Police identified four of the victims, thought to be Aldridge’s cousins: Garold Dee Aldridge, 52; Julie Ann Aldridge, 47; Harold Wayne Aldridge, 50; and Janell Arlisa Aldridge, 48. Authorities would not say what relationship the remaining three victims had with the suspected shooter, and are still contacting their next of kin. The motive is also still under investigation.
“It is a small community out there; everybody knows everybody, but as far as what their personal relationship is, I couldn’t tell you,” Texas County Sheriff James Sigman said at an afternoon press conference.
Authorities said a juvenile girl called police at approximately 10:15 p.m Central time on Thursday to report a “disturbance” at her home. When she heard gunshots, she immediately fled to a neighbor’s house. Police responding to the call found two bodies at the girl’s home.
Later, five other bodies and one injured woman were found at three other residences in Tyrone. The elderly woman, 74-year-old Alice Aldridge, who police confirmed was the shooter’s mother, was discovered at a fifth residence. The injured victim was transported to a local hospital with gunshot wounds.

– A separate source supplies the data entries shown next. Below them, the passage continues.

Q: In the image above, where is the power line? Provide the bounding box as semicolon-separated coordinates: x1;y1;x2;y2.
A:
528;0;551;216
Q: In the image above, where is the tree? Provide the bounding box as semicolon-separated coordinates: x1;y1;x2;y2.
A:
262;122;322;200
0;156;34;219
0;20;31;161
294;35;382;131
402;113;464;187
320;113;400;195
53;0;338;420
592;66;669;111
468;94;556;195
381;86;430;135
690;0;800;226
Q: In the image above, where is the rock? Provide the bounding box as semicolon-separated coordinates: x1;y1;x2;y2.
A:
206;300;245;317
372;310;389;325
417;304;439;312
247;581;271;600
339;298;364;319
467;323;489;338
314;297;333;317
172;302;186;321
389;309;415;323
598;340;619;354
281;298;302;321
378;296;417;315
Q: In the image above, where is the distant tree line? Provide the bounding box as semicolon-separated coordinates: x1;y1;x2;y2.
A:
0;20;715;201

“In our job we see a lot of bad stuff, and this is bad,” Sgt. Jeff Kinder, a spokesman for the Missouri State Highway Patrol, said at a press conference. “This is hard on the police officers out there. I’m sure they were as shocked as a lot of the people were.”
Texas County Coroner Tom Whittaker told the St. Louis Post-Dispatch that the victims were three women and four men — some of whom were married to each other.
Police said that the victims’ homes were within a three-mile radius in Tyrone. Bodies were found as word of the killings began to spread in the small community, the Post-Dispatch reported.
Alice Aldridge was found dead on her couch when police went to her house looking for the shooter, according to the Post-Dispatch. She had been dead for at least 24 hours, but there were no visible signs of trauma, Whittaker, the coroner, told the paper. “We’re not calling her a victim at this time,” the highway patrol’s Kinder said at the press conference.
Whitaker told KMOX and the Post-Dispatch that investigators think finding his mother dead might have triggered the shooter’s rampage.
“We’re speculating that he came home and found her deceased and then for whatever reason went on a rampage and started killing people,” Whittaker told the Post-Dispatch. “This is just so strange. Right now, with the shooter dead, we don’t know. Is there something that sparked this? We’re still in the information-gathering stage.”
Kinder said the names and identities of additional victims would be released once their next of kin were notified.
The killings took place in a rural, thinly populated part of the state, near the Mark Twain National Forest. The region is known to attract tourists for its hunting, camping and river rafting.